Thursday 5 August 2010

No.49 : The Horde (2009)



My totally legitimate and well subtitled copy of the French zombie thriller ‘La Horde’ gave the title in translation as ‘Legion of Evil’. That hardly fits a definitive article quest but given the UK release is ‘The Horde’ and that the subtitle for a man getting his face eaten was ”Gracious me!” I think we are on safe ground.

If you’ve seen pretty much any zombie film, you’ve see ‘The Horde’ - but this time it’s in French! The usual rules apply about only head shots killing and bites being infected but I’m happy with that - what if they introduced flying zombies? The purists would be apoplectic!

Some less well viewed reviewers have likened this film to ‘Rec’ but apart from it happening in a building with a monstrous twist I don’t really see it. The film opens with a piss poor police raid on a block of derelict flats. We’re not quite sure that they are cops as they are a bit quick to stab up the guards but basically they are on a raid. They get to the flat but the intervention of a trigger happy superintendant and training that must have come from the British Secret Service causes things to go tits up.

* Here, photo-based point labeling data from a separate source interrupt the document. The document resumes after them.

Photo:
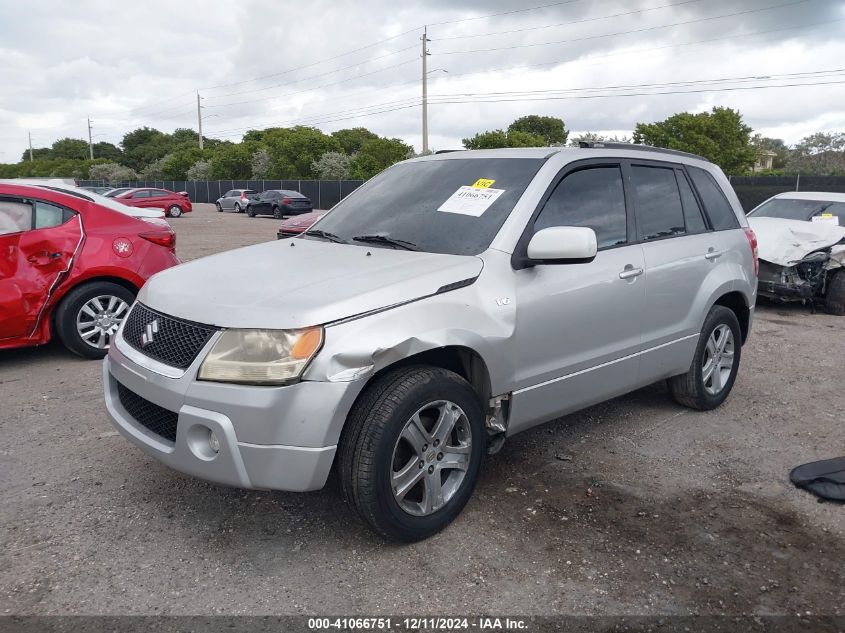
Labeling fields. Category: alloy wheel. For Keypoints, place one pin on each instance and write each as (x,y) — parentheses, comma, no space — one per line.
(430,458)
(98,319)
(718,361)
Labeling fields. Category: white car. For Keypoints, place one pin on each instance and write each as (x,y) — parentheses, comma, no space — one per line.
(801,241)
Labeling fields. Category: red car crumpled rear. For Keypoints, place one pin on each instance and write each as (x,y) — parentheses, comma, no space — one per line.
(71,268)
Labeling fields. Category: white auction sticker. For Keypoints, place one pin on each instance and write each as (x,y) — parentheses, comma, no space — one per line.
(471,200)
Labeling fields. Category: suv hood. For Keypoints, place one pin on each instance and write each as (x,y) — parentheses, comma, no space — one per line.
(783,242)
(299,283)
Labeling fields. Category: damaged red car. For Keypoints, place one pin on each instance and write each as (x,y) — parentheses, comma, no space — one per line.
(71,264)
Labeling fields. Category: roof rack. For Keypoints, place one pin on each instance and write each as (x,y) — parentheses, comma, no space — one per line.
(641,148)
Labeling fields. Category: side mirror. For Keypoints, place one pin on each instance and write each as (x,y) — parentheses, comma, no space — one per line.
(563,244)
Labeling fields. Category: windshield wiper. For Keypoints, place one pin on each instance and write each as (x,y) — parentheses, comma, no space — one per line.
(384,239)
(326,235)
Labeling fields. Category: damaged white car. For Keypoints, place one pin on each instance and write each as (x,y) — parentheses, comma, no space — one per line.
(801,241)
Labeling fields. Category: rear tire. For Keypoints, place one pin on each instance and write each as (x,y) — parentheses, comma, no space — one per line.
(378,451)
(79,313)
(834,300)
(709,381)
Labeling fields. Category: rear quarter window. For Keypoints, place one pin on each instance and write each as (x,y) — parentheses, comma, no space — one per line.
(716,205)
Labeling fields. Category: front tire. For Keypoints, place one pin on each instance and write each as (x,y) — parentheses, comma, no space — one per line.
(88,317)
(411,451)
(715,365)
(834,299)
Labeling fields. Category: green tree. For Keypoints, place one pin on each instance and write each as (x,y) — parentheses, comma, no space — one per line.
(232,161)
(719,135)
(332,166)
(551,129)
(378,154)
(109,151)
(593,137)
(820,154)
(201,170)
(111,173)
(295,149)
(353,139)
(261,163)
(499,138)
(145,145)
(776,145)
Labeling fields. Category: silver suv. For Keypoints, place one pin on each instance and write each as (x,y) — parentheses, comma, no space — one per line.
(448,303)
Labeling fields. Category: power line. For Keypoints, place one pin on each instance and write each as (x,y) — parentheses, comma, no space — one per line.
(482,98)
(626,53)
(642,30)
(571,22)
(221,105)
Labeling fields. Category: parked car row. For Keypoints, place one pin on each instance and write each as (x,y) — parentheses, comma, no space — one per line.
(71,263)
(276,202)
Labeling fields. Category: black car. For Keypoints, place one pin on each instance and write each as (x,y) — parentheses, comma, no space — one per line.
(278,203)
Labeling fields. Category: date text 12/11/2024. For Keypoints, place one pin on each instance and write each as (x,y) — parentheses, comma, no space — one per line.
(417,623)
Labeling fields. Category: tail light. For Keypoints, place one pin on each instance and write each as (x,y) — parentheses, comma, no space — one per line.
(160,237)
(752,242)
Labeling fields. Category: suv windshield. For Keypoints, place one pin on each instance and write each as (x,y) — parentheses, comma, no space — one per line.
(790,209)
(433,206)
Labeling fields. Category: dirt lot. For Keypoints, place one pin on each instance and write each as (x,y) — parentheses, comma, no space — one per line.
(636,506)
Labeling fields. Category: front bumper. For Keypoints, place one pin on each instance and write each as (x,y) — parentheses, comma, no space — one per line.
(280,438)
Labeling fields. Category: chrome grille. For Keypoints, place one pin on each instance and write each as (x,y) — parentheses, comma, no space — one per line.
(171,341)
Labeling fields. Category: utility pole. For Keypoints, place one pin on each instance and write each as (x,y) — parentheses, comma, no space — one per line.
(90,143)
(199,118)
(425,55)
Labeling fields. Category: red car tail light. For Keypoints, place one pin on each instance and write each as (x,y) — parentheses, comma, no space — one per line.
(162,238)
(752,242)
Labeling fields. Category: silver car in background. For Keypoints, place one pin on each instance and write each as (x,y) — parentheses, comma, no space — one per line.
(236,200)
(448,303)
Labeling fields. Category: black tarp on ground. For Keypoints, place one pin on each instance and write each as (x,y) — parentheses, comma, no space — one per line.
(825,479)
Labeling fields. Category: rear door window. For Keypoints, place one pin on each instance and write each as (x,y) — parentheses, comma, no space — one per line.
(692,211)
(658,202)
(593,197)
(716,205)
(15,216)
(49,215)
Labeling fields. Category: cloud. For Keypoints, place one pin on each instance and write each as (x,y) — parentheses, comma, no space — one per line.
(128,65)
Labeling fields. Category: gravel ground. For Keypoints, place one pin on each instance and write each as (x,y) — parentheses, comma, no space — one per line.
(635,506)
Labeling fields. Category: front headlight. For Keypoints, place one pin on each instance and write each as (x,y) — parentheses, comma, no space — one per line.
(261,357)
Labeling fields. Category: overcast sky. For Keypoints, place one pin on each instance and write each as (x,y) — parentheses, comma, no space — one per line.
(258,63)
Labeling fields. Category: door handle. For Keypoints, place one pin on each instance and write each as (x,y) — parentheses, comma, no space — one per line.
(39,258)
(630,272)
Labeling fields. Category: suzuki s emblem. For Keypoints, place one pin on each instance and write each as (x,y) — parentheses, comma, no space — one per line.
(149,333)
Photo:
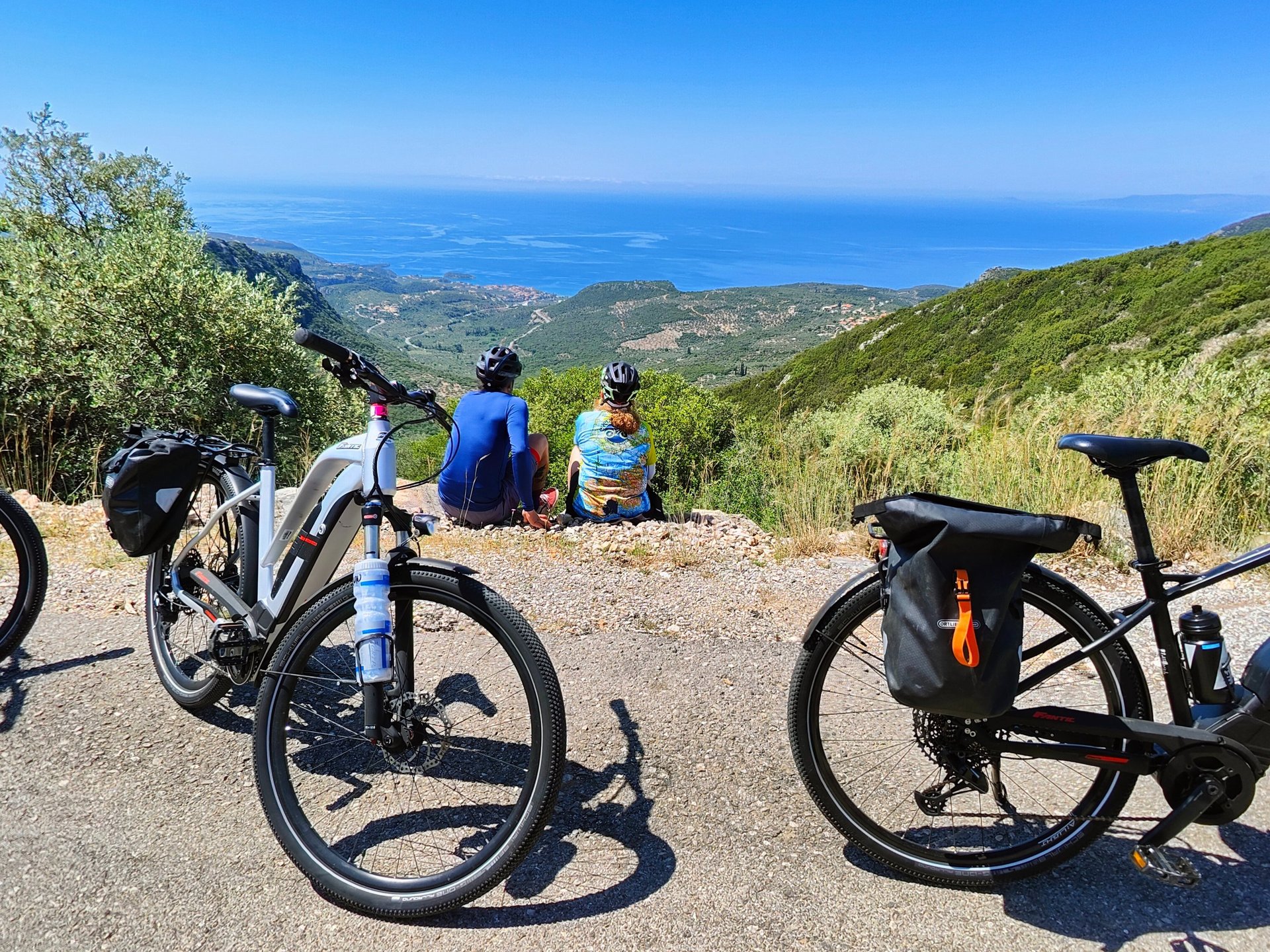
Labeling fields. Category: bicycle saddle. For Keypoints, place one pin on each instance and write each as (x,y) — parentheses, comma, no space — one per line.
(267,401)
(1129,452)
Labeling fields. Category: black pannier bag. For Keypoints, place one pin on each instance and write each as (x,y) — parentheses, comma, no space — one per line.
(952,617)
(148,489)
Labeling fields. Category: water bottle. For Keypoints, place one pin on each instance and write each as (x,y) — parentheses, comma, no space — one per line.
(374,623)
(1206,659)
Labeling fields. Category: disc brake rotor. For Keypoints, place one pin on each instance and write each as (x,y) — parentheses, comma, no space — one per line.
(423,720)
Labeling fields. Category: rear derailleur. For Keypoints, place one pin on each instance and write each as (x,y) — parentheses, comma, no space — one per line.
(968,767)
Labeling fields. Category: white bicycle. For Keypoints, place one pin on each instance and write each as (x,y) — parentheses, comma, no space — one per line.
(405,768)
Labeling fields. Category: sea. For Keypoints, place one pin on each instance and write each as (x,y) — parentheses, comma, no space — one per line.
(563,240)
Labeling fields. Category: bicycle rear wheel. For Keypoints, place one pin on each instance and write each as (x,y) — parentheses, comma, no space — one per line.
(429,828)
(868,761)
(181,639)
(23,574)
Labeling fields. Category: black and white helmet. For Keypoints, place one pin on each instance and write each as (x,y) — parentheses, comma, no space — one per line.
(497,366)
(620,381)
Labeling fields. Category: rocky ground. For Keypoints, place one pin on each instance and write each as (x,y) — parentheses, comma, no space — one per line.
(683,824)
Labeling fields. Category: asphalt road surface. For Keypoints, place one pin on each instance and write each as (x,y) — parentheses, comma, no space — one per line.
(131,824)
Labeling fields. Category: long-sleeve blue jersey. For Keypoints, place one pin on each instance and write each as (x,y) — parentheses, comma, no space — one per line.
(488,426)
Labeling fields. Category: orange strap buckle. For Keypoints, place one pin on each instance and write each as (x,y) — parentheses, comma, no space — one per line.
(966,647)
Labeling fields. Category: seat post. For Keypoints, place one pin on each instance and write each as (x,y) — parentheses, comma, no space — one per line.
(267,440)
(1137,513)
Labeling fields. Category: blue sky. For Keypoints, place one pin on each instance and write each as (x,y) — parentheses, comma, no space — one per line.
(1029,98)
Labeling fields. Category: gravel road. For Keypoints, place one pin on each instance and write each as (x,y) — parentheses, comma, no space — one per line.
(683,824)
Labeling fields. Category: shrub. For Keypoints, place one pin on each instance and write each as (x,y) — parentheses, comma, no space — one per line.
(110,313)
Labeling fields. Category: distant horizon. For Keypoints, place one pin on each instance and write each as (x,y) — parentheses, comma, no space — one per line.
(564,240)
(1079,99)
(689,190)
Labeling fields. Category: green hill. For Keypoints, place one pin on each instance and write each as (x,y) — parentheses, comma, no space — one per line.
(441,324)
(1046,328)
(1257,222)
(313,309)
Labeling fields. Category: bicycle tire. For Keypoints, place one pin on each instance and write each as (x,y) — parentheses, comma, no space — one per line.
(32,568)
(280,719)
(1124,691)
(190,692)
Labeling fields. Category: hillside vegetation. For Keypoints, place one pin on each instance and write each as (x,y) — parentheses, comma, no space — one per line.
(281,273)
(1257,222)
(1046,329)
(443,324)
(111,314)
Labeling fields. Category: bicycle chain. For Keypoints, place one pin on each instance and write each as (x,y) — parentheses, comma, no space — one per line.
(927,733)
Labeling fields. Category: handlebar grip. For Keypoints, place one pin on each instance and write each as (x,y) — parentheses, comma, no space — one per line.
(327,348)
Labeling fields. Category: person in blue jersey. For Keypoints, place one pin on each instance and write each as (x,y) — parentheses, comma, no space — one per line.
(494,463)
(614,459)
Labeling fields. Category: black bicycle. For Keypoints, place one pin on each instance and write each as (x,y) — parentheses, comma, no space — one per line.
(970,803)
(23,574)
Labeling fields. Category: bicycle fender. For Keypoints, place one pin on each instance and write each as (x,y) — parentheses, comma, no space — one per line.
(837,598)
(435,564)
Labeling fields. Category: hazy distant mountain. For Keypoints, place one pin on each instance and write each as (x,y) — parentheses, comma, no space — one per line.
(443,324)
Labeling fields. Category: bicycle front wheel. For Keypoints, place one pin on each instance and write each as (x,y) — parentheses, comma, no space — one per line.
(23,574)
(875,767)
(418,830)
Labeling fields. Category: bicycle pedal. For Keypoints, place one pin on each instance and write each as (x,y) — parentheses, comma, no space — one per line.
(1162,866)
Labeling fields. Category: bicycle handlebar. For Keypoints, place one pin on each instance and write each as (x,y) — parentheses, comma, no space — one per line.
(327,348)
(352,370)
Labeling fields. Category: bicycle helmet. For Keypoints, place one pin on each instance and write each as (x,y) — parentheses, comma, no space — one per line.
(497,366)
(619,381)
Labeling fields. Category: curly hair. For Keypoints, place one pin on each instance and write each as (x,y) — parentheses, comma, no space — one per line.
(625,419)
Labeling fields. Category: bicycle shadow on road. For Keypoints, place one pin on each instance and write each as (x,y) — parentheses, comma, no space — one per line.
(233,713)
(1099,896)
(15,676)
(596,856)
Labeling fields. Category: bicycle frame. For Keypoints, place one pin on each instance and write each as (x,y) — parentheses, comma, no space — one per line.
(300,557)
(1155,607)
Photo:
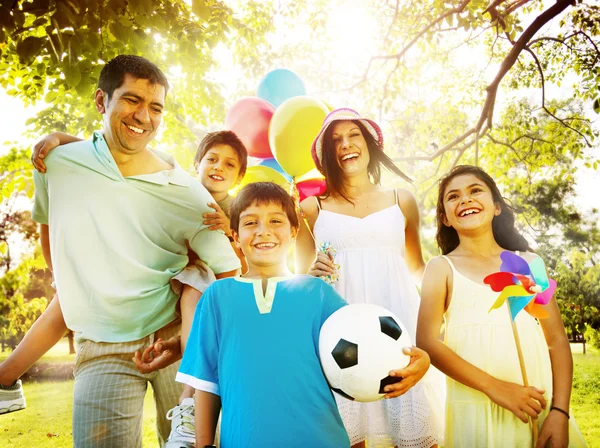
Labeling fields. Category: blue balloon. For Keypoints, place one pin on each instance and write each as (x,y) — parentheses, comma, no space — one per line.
(280,85)
(272,163)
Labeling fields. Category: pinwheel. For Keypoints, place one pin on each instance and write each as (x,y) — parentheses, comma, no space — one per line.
(522,285)
(525,285)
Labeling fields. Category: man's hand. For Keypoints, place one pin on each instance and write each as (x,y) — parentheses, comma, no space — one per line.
(217,220)
(159,355)
(411,374)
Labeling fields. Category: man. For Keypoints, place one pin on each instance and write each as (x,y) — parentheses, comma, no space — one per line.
(116,217)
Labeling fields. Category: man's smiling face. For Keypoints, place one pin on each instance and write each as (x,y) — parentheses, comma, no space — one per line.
(132,115)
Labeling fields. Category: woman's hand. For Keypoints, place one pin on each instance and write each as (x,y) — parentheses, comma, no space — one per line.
(554,430)
(217,220)
(41,150)
(520,400)
(411,374)
(322,266)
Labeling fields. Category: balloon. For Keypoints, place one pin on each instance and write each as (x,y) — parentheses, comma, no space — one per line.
(311,187)
(272,163)
(312,174)
(249,118)
(280,85)
(259,173)
(293,128)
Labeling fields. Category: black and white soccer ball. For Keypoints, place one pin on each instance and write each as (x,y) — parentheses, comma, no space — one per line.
(359,344)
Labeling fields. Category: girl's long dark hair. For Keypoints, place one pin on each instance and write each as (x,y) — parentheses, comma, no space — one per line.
(503,225)
(333,173)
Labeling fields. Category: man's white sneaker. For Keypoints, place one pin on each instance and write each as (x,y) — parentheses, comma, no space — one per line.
(12,398)
(182,426)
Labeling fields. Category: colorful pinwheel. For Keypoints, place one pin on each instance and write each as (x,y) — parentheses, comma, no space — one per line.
(525,285)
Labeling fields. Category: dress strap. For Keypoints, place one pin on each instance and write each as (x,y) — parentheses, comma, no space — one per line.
(450,263)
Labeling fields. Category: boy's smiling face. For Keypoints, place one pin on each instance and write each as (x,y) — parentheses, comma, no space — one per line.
(219,169)
(264,235)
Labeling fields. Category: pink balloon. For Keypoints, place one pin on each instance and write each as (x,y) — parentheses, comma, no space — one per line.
(249,118)
(311,187)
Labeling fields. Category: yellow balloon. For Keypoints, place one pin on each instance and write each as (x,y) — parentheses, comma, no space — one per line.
(260,173)
(294,126)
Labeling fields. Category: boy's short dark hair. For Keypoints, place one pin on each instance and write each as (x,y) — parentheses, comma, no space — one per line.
(113,73)
(223,138)
(262,193)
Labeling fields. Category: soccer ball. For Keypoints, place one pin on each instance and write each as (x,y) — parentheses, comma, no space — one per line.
(358,345)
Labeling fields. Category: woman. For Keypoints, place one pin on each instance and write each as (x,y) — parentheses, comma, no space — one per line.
(375,234)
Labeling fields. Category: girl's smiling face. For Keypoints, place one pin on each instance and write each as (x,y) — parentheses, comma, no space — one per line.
(468,203)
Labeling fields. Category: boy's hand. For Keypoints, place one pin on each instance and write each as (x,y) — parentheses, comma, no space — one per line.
(411,374)
(217,220)
(41,150)
(322,266)
(159,355)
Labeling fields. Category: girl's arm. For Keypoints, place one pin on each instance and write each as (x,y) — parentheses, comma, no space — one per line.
(207,407)
(520,400)
(47,144)
(305,244)
(413,255)
(556,426)
(44,334)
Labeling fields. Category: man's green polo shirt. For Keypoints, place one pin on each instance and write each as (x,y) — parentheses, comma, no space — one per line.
(117,241)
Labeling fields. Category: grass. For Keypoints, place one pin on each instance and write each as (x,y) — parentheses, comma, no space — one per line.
(47,420)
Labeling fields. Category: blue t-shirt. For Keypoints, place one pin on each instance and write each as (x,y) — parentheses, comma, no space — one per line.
(260,354)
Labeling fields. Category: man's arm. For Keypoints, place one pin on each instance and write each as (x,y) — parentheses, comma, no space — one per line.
(45,242)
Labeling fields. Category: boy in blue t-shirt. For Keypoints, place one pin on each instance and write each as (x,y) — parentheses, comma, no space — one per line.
(253,346)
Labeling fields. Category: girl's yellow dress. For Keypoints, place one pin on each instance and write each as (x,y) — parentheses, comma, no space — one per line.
(485,339)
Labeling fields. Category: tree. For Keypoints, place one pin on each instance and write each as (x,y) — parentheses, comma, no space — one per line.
(54,50)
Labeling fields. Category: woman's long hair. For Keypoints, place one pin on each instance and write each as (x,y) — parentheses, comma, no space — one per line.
(333,172)
(503,225)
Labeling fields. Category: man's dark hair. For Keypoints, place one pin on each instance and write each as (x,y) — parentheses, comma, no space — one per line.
(223,138)
(262,193)
(113,73)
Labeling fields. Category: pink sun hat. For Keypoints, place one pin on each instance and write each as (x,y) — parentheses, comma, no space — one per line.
(343,114)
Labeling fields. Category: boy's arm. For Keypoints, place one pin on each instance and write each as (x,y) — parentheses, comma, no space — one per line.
(44,334)
(47,144)
(207,407)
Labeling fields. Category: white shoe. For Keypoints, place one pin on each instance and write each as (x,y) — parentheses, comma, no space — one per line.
(12,398)
(182,434)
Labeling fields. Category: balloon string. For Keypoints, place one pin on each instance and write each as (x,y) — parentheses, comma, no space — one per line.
(295,194)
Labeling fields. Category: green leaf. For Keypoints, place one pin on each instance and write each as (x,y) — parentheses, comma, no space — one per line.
(72,75)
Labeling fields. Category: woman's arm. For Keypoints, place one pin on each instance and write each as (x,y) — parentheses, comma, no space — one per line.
(207,407)
(511,396)
(413,254)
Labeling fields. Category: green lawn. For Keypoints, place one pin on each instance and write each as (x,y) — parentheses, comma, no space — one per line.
(47,420)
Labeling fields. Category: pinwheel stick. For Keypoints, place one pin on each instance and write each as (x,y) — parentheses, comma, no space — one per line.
(523,370)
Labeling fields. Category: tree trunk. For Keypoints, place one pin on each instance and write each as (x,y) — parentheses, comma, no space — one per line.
(71,342)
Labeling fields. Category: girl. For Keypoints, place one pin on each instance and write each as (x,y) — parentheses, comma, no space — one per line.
(375,232)
(486,404)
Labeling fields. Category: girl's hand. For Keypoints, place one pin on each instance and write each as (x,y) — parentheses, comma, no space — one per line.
(322,266)
(217,220)
(41,150)
(554,430)
(411,374)
(520,400)
(159,355)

The bad guys quickly off a couple of the cops and are about to wipe them out when one of the dead gets up to eats a bit of face. As in all these films there is a caveat that none of the characters have never seen a zombie film or played ‘Resident Evil’ because no one shouts ‘Shite it’s a horde of zombies’ instead they all flap about saying ‘what’s going on’ in French.

Soon we are down to three cops and three bad guys and they then get sub divided into a two and a four. Of the two the sexy lady cop has a bitten colleague for company and he’s starting to turn. Luckily she’s handy with a gun and indeed a fridge. Meanwhile the foursome meet a wacky axe man resident who has a penchant for zombie tits and then split up when a long simmering dynamic in the bad guy hierarchy boils over.

As they try to escape the building the horde closes in and as numbers dwindle we have to wonder if they’ll do the tired old route of having the seemingly weakest character, the lady, being the sole survivor. Of course they do!

Despite its formulaic plot and set up there is a lot to like in ‘The Horde’ and I enjoyed it throughout. The zombie action doesn’t rear up until about a third of the way in but by then you’ve had time to invest a little in the characters before they get eaten. I liked the relatively slow build up with the chaos in the city beyond only seen fleetingly in reflections and the like. If this were a student film you’d suspect that this was a cost saving device but not here because the cast of ravenous thousands is soon revealed in all its blood splattered glory.

They do well to mix up the formula with some great fight scenes between characters and zombies with all manner of implements and household appliances roped in to help the carnage. It does help that this is the best tooled up apartment block in all of France with industrial machine guns and grenades lying about all over the place.

I’m not sure but I think there were a couple of bits of commentary about France’s colonial past and the subjugation of women but happily these soon passed for the next round of carnage. I’ve no idea of the body count apart from ‘huge’ and the methods of dispatch were fun, varied and totally uncensored. It is of course a tired old formula but ‘The Horde’ is definitely the best zombie film I’ve seen since the ‘Dawn of the Dead’ remake. OK I know that wasn’t that long ago but it had a dog being dangled amid zombies in it!